Eenvoudige gemeenschappen
Vast staat dat tussen partijen een eenvoudige gemeenschap bestaat met betrekking tot de volgende vermogensbestanddelen:
De echtelijke woning en de daaraan gekoppelde hypothecaire geldlening bij ING;
Inboedel;
Bankrekening en/of bij ING, [rekeningnummer] .
Ad. 1 De echtelijke woning en hypothecaire geldlening
Vast staat dat de echtelijke woning is verkocht voor een verkoopprijs van € 350.000,- en op 4 januari 2016 is geleverd aan een derde. Voorts staat vast dat de hypothecaire geldlening in totaal € 277.000,- bedroeg. Tussen partijen is niet in geschil (behoudens de vergoedingsvordering die hierna wordt besproken) dat ieder van partijen de helft toekomt van de verkoopopbrengst minus de hypothecaire geldlening en overige kosten verbonden aan de verkoop van de woning.
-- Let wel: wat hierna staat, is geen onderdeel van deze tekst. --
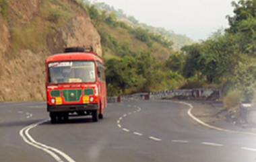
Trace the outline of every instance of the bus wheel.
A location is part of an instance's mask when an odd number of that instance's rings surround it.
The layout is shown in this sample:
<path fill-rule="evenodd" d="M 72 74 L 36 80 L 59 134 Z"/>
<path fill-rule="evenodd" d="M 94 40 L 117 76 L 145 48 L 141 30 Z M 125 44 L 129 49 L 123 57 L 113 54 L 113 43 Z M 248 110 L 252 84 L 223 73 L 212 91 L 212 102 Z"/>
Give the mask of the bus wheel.
<path fill-rule="evenodd" d="M 98 114 L 98 118 L 99 119 L 103 119 L 103 114 Z"/>
<path fill-rule="evenodd" d="M 94 122 L 98 122 L 98 111 L 94 110 L 92 112 L 92 121 Z"/>
<path fill-rule="evenodd" d="M 56 124 L 57 123 L 57 116 L 53 112 L 50 112 L 50 118 L 51 118 L 51 124 Z"/>
<path fill-rule="evenodd" d="M 69 114 L 65 114 L 63 116 L 63 120 L 65 122 L 67 122 L 69 121 Z"/>

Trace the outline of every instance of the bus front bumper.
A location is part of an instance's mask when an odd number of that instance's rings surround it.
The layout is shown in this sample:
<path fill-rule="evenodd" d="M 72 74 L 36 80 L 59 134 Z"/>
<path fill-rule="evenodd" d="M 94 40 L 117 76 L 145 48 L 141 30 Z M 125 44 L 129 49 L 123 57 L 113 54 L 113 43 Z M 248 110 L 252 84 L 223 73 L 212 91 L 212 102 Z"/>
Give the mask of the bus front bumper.
<path fill-rule="evenodd" d="M 98 104 L 47 106 L 49 112 L 73 112 L 98 110 Z"/>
De rechtbank hoeft hierover derhalve verder geen beslissing te nemen.
Ad. 2 Inboedel
Ter zitting is naar aanleiding van de door de vrouw ingediende inboedellijst gebleken dat partijen overeenstemming hebben over de verdeling van de inboedel. Daarbij komt dat de vrouw ter zitting voorts heeft erkend dat ook de man via het laten opknappen en verbouwen van het pand heeft geïnvesteerd in de woning aan de [adres] en dat de bij de verkoop van die woning gerealiseerde overwaarde ook hem gedeeltelijk toekomt en niet alleen de vrouw.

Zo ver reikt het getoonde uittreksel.